TALLINN, Estonia — A lawyer for imprisoned Russian opposition politician Vladimir Kara-Murza found his health was ''relatively stable'' after visiting him in a prison hospital where he had been held incommunicado for several days, the dissident's legal team said Wednesday.
Kara-Murza, a 42-year-old dual Russian-U.K. citizen, is serving a 25-year prison sentence on treason charges that he has rejected as politically motivated. The charges against him stemmed from public remarks that were harshly critical of the Kremlin. His arrest in April 2022, weeks after Russia invaded Ukraine, came as authorities ratcheted up their crackdown on dissent to levels unseen since Soviet times.
His lawyers tried to visit him last Thursday in Penal Colony No. 6 in the Siberian city of Omsk, where he was serving time, but they were told that he had been transferred to a prison hospital for an unspecified ''examination," according to his wife Evgenia and lawyer Vadim Prokhorov. For several days after that, they were denied access to the politician over ''bogus excuses'' from hospital staff since then, Prokhorov said in an online statement Tuesday.
On Wednesday, one of Kara-Murza's lawyers was finally able to visit him, Prokhorov said in a new statement. His health is currently relatively stable, the attorney said, adding that the exact reasons for the examination at the hospital are being clarified. Prokhorov didn't offer any other details.

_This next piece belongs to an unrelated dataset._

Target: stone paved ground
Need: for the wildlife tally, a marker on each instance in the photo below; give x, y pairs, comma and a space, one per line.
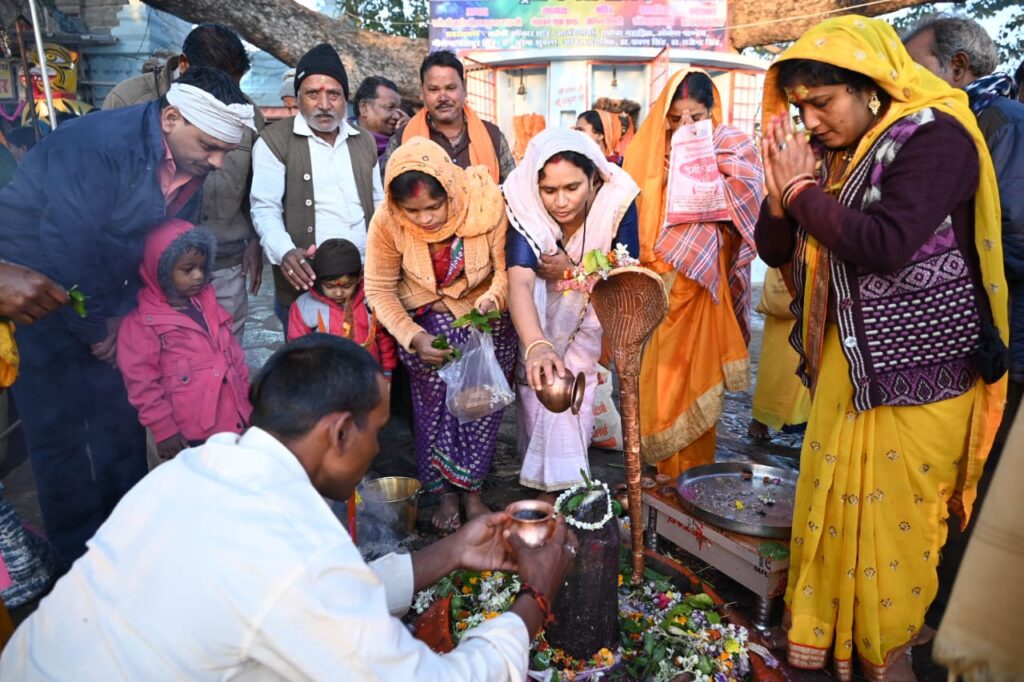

Evgenia Kara-Murza said on X that her husband was ''alive and as well as can be expected.''
Kara-Murza's wife and lawyers have repeatedly sounded the alarm about his health deteriorating in prison. In 2015 and 2017, Kara-Murza suffered two near-fatal poisonings and developed polyneuropathy, a condition that deadens the feeling in his limbs.
Prokhorov stressed in his statement Wednesday that polyneuropathy is a serious chronic disease that prevents Kara-Murza from serving time in a correctional facility.
British and U.S. officials on Wednesday reiterated calls for Kara-Murza's immediate release, and expressed concern that his lawyers were denied access to him.